Bizans halkı,Bizans imparatorunun zulümlerinden bıkmış,mezhep ayrılığından dolayı yapılan zulümlerden artık dayanacak takati kalmamıştı.Tek umut olarak Osmanlı Padişahı Fatih Sultan Mehmedin kendilerini bu zulümden kurtarmasını görüyorlardı.Ve bir an önce İstanbulu alması için haberciler gönderiyorlardı.
Tehlikeyi sezen İmparator Konstantin Avrupa’daki tüm devletlerden yardım istedi. 2 Nisan 1453’te Haliç ağzına zincir gerdirdi.
Fatih, İstanbul’un ancak Osmanlı Donanması’nın Haliç’e girmesiyle fethedileceğini anlayarak Tophane’den Kasımpaşa’ya kadar kızaklar döşetti. Kara yoluyla gemiler Haliç'e indirildi.
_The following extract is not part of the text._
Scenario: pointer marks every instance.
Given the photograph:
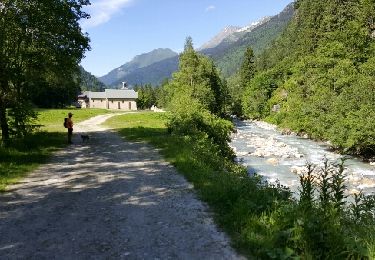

Uzun süren kuşatmadan sonra 27 Mayıs günü başlayan ve 3 gün süren top ateşi kentin surlarında büyük geldikler açmıştı. 29 Mayıs gecesi başlayıp sabaha kadar süren iki saldırıdan sonra sabaha karşı genel hücuma geçildi. Ulubatlı Hasan surlara çıkarak bayrağı oraya dikti. Ardından tüm askerler surları aşarak şehre girdiler. Böylece 54 gün süren kuşatma sonucu İstanbul Fatih tarafından fethedildi.
“İstanbul bir gün fetholunacaktır. Ne mutlu o komutana.” (Hz. Muhammed) hadisindeki sevaba ulaşmak arzusu ile yola çıkan Fatih Sultan Mehmet 29 Mayıs 1453 Salı günü İstanbul’u fethetti. İstanbul’un fethi ile Ortaçağ sona ermiş, Yeniçağ başlamış oldu. Fatih Sultan Mehmet 21 yaşında tarihe çağ açan padişah olarak adını yazdırdı.
Bizler de Fatih ve kumandasındaki orduyu saygı ile anarak 564. yılı kutlarken, Allah'ın bizlere bu kutlu şehri bir daha fethetmek zorunda bırakmamasını diliyoruz.